Test Slurm Script

The test-slurm script is set up to deploy a single Slurm execution engine and then give it a job to complete.

Main slurm job submission

The script is designed to proceed as follows:

  • Claims processing block

  • Sets values for parameters from processing block

  • Sets processing block status to 'WAITING'

  • Waits for resources_available to be True

    • This is the signal from the processing controller that the script can start

  • Sets processing block status to 'RUNNING'

  • Deploys a single slurm execution engine with the parameters script (the default is a simple slurm script which prints ‘Hello Slurm’), tasks, nodes partition and current_working_directory

  • Waits for the processing block status to be 'FINISHED'

Full description of processing block parameters of this script can be found at the bottom of this page.

(Optional) Uploading and downloading files

Optionally, the script also supports downloading and uploading files from an S3 bucket on AWS to and from the PVC where the script is being deployed. Currently, we have an example of uploading the data by default. You can configure this via setting the “copy” parameter as true.

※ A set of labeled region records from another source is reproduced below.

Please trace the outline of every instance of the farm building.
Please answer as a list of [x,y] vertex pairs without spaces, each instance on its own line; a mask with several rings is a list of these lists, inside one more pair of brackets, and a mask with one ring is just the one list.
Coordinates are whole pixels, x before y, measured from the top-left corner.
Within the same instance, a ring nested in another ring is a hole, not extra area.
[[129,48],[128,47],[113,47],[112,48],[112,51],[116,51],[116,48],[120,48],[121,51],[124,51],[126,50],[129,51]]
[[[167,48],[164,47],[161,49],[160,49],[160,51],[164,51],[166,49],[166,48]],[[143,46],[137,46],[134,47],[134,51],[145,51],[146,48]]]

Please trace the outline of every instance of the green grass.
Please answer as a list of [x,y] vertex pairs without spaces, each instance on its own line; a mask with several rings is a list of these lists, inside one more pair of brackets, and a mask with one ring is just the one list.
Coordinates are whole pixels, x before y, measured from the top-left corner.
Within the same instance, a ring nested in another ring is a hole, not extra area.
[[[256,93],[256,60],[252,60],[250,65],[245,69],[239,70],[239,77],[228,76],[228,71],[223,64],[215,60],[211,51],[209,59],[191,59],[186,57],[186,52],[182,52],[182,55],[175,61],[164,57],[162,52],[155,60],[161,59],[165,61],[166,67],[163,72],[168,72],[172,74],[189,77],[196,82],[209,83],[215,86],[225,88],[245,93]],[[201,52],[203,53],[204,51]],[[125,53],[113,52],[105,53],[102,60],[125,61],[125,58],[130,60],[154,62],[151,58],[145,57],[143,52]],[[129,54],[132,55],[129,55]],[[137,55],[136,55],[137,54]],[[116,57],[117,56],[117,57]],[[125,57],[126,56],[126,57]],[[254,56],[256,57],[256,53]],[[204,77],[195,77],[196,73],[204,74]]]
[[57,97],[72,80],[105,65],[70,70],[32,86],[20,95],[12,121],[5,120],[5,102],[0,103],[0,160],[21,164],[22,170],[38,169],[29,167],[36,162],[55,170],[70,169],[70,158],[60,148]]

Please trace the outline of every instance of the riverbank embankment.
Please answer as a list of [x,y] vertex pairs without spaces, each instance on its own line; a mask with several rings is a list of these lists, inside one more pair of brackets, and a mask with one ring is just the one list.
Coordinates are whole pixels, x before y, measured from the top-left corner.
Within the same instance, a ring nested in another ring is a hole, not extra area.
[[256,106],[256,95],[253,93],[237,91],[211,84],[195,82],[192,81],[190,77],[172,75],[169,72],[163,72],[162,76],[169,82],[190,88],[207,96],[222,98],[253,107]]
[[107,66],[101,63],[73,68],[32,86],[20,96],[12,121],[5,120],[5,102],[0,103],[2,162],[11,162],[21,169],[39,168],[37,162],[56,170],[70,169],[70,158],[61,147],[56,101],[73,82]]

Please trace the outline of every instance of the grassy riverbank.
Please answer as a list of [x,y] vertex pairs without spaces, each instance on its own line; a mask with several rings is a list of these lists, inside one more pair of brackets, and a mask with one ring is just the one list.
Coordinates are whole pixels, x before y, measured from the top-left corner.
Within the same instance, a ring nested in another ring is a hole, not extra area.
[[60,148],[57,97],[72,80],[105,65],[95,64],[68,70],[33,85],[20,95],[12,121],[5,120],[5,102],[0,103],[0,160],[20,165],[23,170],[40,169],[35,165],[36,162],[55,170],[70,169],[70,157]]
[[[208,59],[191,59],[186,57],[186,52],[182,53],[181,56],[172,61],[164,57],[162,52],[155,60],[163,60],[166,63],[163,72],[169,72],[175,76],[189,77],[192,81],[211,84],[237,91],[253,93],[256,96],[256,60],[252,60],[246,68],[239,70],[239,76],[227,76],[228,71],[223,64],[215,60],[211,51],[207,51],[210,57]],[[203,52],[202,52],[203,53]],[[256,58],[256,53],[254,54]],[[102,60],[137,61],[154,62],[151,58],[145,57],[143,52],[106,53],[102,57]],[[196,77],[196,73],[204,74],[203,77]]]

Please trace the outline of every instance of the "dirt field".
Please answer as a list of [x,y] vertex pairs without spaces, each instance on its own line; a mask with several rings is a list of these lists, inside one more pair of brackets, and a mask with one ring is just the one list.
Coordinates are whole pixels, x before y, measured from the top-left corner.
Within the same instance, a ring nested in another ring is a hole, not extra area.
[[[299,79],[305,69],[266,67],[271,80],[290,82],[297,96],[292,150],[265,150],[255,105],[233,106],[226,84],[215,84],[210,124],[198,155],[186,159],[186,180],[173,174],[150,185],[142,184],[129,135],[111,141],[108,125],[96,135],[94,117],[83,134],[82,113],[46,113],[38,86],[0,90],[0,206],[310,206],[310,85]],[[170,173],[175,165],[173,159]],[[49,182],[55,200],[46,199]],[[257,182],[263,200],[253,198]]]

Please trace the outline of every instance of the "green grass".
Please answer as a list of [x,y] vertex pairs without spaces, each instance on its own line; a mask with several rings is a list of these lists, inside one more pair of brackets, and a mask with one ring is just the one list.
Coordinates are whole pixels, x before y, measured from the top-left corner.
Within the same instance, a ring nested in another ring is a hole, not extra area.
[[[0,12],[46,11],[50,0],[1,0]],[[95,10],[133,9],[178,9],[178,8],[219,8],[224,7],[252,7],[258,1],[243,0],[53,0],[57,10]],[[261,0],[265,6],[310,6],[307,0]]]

Processing block parameters

pydantic settings TestSlurmParams

test-slurm script parameters

Show JSON schema
{
   "title": "test-slurm",
   "description": "test-slurm script parameters",
   "type": "object",
   "properties": {
      "tasks": {
         "default": 1,
         "description": "Number of slurm tasks",
         "title": "Slurm tasks",
         "type": "integer"
      },
      "nodes": {
         "default": 1,
         "description": "Number of slurm nodes",
         "title": "Slurm nodes",
         "type": "integer"
      },
      "slurm_script": {
         "default": "#!/bin/bash echo 'Hello Slurm'",
         "description": "Script to run in slurm job",
         "title": "Slurm job script",
         "type": "string"
      },
      "partition": {
         "default": null,
         "description": "HPC cluster partition",
         "title": "HPC cluster partition",
         "type": "string"
      },
      "slurm_dir_prefix": {
         "default": "/shared/fsx1/shared",
         "description": "Prefix of the slurm working directory on the HPC cluster",
         "title": "Slurm working directory prefix",
         "type": "string"
      },
      "copy_data": {
         "default": false,
         "description": "Whether data should be copied to S3 from a k8s PVC",
         "title": "Migrate data to S3",
         "type": "boolean"
      },
      "local_path": {
         "default": null,
         "description": "The path to data to be copied to S3, relative to the mount directory on the PVC",
         "title": "Path on the PVC to data to be copied",
         "type": "string"
      },
      "s3_bucket": {
         "default": "skao-sdp-testdata",
         "description": "The name of the S3 bucket where the dataare copied to from the PVC local_path",
         "title": "S3 bucket name to copy data to",
         "type": "string"
      }
   },
   "additionalProperties": false
}

Config:
  • strict: bool = True

  • extra: str = forbid

  • arbitrary_types_allowed: bool = False

  • validate_assignment: bool = True

  • title: str = test-slurm

Fields:
field copy_data: bool = False

Whether data should be copied to S3 from a k8s PVC

field local_path: str = None

The path to data to be copied to S3, relative to the mount directory on the PVC

field nodes: int = 1

Number of slurm nodes

field partition: str = None

HPC cluster partition

field s3_bucket: str = 'skao-sdp-testdata'

The name of the S3 bucket where the dataare copied to from the PVC local_path

field slurm_dir_prefix: str = '/shared/fsx1/shared'

Prefix of the slurm working directory on the HPC cluster

field slurm_script: str = "#!/bin/bash echo 'Hello Slurm'"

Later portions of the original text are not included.